As good as Power, O'Hara and the rest of the cast are, the one who truly steals the show is Laird Cregar as Henry Morgan. At 6‘ 3”, Cregar gives a literally towering performance, his deep, booming voice and large stature bringing a real authority to the part. When he's on screen, he's mesmerizing. A unique and extremely talented actor, Cregar died tragically young at age 31, only a few years after completing work on The Black Swan. His premature death surely robbed cinemagoers of many more wonderful performances yet to come.
The Black Swan does have a few plot holes. For example, we never see the treacherous Ashley get his just desserts, despite his actions having caused hundreds of deaths and the loss to the Crown of more than a million pounds in gold and sterling. It's also never made clear if his skullduggery had the support of Lord Denby, such is Denby's hatred of Morgan (though the latter is probably an unlikely scenario).
In addition, modern audiences may find it a little hard to fully root for Power’s character, at least in the beginning. In reality, pirates were (and are) the scum of the sea, murdering, pillaging, raping criminals, and the film brings about as much of this rough edge to the screen as the Hays Code would allow. It’s clear that Jamie has taken more than his fair share of lives, has pillaged and ransacked with the worst of them, and had his way with many of the women he captured (who, it’s implied, came to enjoy it). He does seem to have some loyalty to his home country of England, preferring to raid the French if at all possible. To his credit, Power doesn’t downplay the more base and lusty side of Jamie’s nature. Some of this is mitigated as he goes on to renounce his piratical activities and behave in a more civilized, gentlemanly fashion by the romantic fade-out.
There’s also a shortage of swordplay for a swashbuckler, in my opinion, but the finale delivers the goods, as Power, Tommy and the rest of the Revenge's crew battle it out with Leech’s men, cannons boom, cutlasses and cudgels fly, and Power and Sanders face off in one-on-one combat.
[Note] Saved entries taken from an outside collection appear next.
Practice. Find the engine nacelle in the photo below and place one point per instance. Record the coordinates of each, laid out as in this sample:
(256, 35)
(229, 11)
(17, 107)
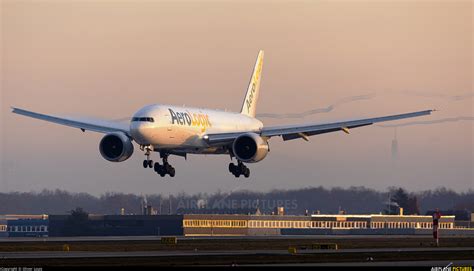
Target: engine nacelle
(116, 147)
(250, 148)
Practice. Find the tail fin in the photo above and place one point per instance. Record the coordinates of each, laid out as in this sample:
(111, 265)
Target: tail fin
(249, 106)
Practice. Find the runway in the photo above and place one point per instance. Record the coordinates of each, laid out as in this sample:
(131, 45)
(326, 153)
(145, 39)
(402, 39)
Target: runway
(121, 254)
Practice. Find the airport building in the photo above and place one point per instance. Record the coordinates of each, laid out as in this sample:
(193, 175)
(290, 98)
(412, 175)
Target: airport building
(199, 225)
(116, 225)
(226, 225)
(25, 225)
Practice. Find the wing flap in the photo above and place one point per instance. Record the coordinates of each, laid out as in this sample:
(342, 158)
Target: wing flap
(305, 130)
(291, 132)
(100, 126)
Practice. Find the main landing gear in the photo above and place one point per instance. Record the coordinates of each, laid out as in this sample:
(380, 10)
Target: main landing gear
(239, 169)
(164, 169)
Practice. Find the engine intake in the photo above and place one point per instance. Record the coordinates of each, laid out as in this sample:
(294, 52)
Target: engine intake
(250, 148)
(116, 147)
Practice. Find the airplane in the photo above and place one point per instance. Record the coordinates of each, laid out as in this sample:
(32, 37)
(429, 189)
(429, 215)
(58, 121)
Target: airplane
(174, 130)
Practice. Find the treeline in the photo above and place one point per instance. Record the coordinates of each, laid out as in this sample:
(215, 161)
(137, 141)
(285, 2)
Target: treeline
(358, 200)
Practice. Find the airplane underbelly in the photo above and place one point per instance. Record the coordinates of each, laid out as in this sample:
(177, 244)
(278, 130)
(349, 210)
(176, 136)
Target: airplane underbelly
(179, 137)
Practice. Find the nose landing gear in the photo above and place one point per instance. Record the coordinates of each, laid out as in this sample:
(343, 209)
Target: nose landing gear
(239, 169)
(147, 163)
(164, 169)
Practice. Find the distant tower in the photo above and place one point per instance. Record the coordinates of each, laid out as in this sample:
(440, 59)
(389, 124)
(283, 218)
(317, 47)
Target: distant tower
(395, 146)
(169, 209)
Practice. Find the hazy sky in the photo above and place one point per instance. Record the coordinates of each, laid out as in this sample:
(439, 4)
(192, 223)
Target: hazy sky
(109, 58)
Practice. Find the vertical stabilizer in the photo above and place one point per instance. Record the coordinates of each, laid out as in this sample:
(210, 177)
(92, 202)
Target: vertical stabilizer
(249, 107)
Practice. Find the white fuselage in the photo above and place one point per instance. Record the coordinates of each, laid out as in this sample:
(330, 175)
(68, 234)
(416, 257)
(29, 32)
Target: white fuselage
(182, 128)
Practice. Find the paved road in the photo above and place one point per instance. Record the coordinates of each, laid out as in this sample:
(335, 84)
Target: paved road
(93, 254)
(440, 263)
(148, 238)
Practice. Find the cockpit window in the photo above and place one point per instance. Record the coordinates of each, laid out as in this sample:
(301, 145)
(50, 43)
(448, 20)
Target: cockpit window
(147, 119)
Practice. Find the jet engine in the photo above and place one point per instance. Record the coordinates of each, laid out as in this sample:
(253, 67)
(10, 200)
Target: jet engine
(116, 147)
(250, 148)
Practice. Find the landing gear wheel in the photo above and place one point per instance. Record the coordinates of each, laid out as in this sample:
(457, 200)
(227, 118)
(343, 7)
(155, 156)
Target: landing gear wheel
(246, 172)
(172, 172)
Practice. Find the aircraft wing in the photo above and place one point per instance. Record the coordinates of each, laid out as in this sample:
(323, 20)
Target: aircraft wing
(95, 125)
(289, 132)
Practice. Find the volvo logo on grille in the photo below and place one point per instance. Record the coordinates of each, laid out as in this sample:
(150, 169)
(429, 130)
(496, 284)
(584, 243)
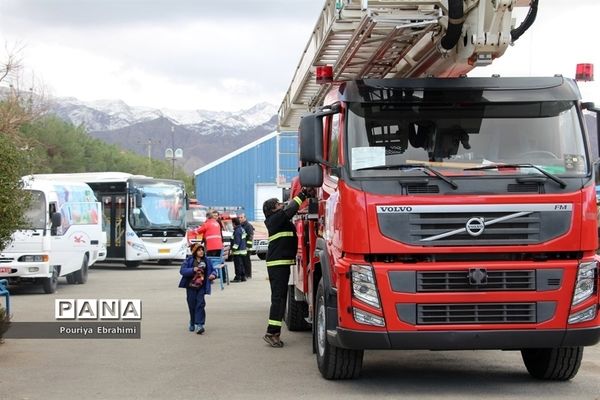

Their swordfight isn’t in the same league as the excellent one between Power and Rathbone in The Mark of Zorro, and features that annoying sped-up effect so common to fighting scenes of this era, but overall it's jolly good stuff, and caps the movie off with a rousing flourish.
Tyrone Power would go on to further costume epics, such as Captain From Castile, Prince of Foxes and The Black Rose, yet none of these were able to match the sheer swagger, splendor or pictorial beauty of The Black Swan.
Acknowledgements: (1) excerpted from Thaddeus Tuleja's introduction to Cads and Cavaliers: The Film Adventurers by Tony Thomas, published by A.S. Barnes and Company, 1973. (2) is by Thomas, also quoted from the same source.
DVD Note: The Black Swan is part of Fox's "Studio Classics" line, and looks great on DVD (one can only imagine the splendor of an eventual Blu-Ray release, should we be so lucky). Extras include a typically informative commentary track hosted by Rudy Belmer, with frequent contributions from Maureen O'Hara.